%0 Journal Article
	%A Michal Lysek and  Mike Danilovic and  Jasmine Lihua Liu
	%D 2016
	%J International Journal of Economics and Management Engineering
	%B World Academy of Science, Engineering and Technology
	%I Open Science Index 109, 2016
	%T In Search of Innovation: Exploring the Dynamics of Innovation
	%U https://publications.waset.org/pdf/10003485
	%V 109
	%X HMS Industrial Networks AB has been recognized as
one of the most innovative companies in the industrial
communication industry worldwide. The creation of their Anybus
innovation during the 1990s contributed considerably to the
company’s success. From inception, HMS’ employees were
innovating for the purpose of creating new business (the creation
phase). After the Anybus innovation, they began the process of
internationalization (the commercialization phase), which in turn led
them to concentrate on cost reduction, product quality, delivery
precision, operational efficiency, and increasing growth (the growth
phase). As a result of this transformation, performing new radical
innovations have become more complicated. The purpose of our research was to explore the dynamics of
innovation at HMS from the aspect of key actors, activities, and
events, over the three phases, in order to understand what led to the
creation of their Anybus innovation, and why it has become
increasingly challenging for HMS to create new radical innovations
for the future. Our research methodology was based on a longitudinal,
retrospective study from the inception of HMS in 1988 to 2014, a
single case study inspired by the grounded theory approach. We
conducted 47 interviews and collected 1 024 historical documents for
our research. Our analysis has revealed that HMS’ success in creating the
Anybus, and developing a successful business around the innovation,
was based on three main capabilities – cultivating customer relations
on different managerial and organizational levels, inspiring business
relations, and balancing complementary human assets for the purpose
of business creation. The success of HMS has turned the management’s attention away
from past activities of key actors, of their behavior, and how they
influenced and stimulated the creation of radical innovations.

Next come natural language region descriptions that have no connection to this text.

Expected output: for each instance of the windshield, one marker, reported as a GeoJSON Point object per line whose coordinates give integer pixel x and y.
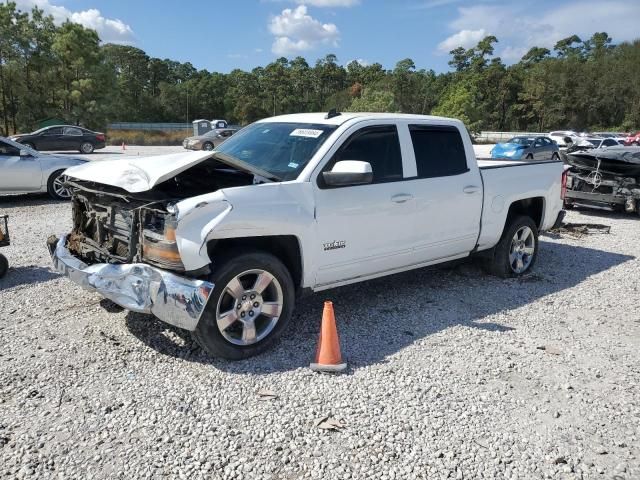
{"type": "Point", "coordinates": [281, 149]}
{"type": "Point", "coordinates": [521, 140]}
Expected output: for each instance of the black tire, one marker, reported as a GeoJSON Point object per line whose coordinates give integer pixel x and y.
{"type": "Point", "coordinates": [86, 148]}
{"type": "Point", "coordinates": [207, 333]}
{"type": "Point", "coordinates": [52, 188]}
{"type": "Point", "coordinates": [499, 264]}
{"type": "Point", "coordinates": [4, 265]}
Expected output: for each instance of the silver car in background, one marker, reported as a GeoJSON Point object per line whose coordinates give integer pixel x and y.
{"type": "Point", "coordinates": [209, 140]}
{"type": "Point", "coordinates": [24, 170]}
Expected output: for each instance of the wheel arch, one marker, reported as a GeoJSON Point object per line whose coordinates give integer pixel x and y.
{"type": "Point", "coordinates": [532, 207]}
{"type": "Point", "coordinates": [287, 248]}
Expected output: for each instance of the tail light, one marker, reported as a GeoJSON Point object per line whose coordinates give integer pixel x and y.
{"type": "Point", "coordinates": [563, 190]}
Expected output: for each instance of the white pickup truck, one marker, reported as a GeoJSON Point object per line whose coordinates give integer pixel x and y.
{"type": "Point", "coordinates": [221, 243]}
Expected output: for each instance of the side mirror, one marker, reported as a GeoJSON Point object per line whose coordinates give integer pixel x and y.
{"type": "Point", "coordinates": [349, 172]}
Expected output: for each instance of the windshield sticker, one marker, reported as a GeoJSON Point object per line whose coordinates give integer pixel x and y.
{"type": "Point", "coordinates": [306, 132]}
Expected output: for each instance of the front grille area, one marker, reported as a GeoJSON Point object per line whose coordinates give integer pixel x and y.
{"type": "Point", "coordinates": [104, 231]}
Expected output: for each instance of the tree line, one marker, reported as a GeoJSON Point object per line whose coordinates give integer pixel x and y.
{"type": "Point", "coordinates": [64, 71]}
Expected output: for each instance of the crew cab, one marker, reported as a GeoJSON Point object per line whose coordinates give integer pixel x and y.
{"type": "Point", "coordinates": [222, 243]}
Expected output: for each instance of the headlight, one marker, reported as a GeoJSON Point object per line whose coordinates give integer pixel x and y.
{"type": "Point", "coordinates": [159, 245]}
{"type": "Point", "coordinates": [172, 208]}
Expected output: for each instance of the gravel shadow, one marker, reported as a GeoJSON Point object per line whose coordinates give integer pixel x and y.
{"type": "Point", "coordinates": [380, 317]}
{"type": "Point", "coordinates": [8, 202]}
{"type": "Point", "coordinates": [26, 275]}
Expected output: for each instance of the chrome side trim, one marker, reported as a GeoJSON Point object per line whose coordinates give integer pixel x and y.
{"type": "Point", "coordinates": [138, 287]}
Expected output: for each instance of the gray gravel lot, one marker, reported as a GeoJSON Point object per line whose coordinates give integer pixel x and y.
{"type": "Point", "coordinates": [447, 376]}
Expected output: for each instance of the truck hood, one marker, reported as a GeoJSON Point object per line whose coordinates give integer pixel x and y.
{"type": "Point", "coordinates": [137, 174]}
{"type": "Point", "coordinates": [141, 174]}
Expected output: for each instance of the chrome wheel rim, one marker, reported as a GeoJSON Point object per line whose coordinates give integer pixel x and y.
{"type": "Point", "coordinates": [523, 247]}
{"type": "Point", "coordinates": [58, 187]}
{"type": "Point", "coordinates": [249, 307]}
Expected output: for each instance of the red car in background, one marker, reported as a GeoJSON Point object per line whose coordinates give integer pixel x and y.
{"type": "Point", "coordinates": [632, 140]}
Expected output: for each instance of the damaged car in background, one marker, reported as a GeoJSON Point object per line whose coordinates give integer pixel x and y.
{"type": "Point", "coordinates": [221, 243]}
{"type": "Point", "coordinates": [605, 177]}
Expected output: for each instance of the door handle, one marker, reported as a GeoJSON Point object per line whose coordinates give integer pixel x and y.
{"type": "Point", "coordinates": [401, 198]}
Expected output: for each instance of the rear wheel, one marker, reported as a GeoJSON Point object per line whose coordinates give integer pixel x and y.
{"type": "Point", "coordinates": [517, 250]}
{"type": "Point", "coordinates": [56, 188]}
{"type": "Point", "coordinates": [250, 306]}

Nowadays, they are rhetorically focusing on creativity and
innovation. All the while, their real actions put emphasis on growth,
cost reduction, product quality, delivery precision, operational
efficiency, and moneymaking. In the process of becoming an
international company, HMS gradually refocused. In so doing they
became profitable and successful, but they also forgot what made
them innovative in the first place. Fortunately, HMS’ management
has come to realize that this is the case and they are now in search of
recapturing innovation once again. Our analysis indicates that HMS’ management is facing several
barriers to innovation related path dependency and other lock-in
phenomena. HMS’ management has been captured, trapped in their
mindset and actions, by the success of the past. But now their future has to be secured, and they have come to realize that moneymaking is
not everything. In recent years, HMS’ management have begun to
search for innovation once more, in order to recapture their past
capabilities for creating radical innovations. In order to unlock their
managerial perceptions of customer needs and their counter-innovation
driven activities and events, to utilize the full potential of
their employees and capture the innovation opportunity for the future.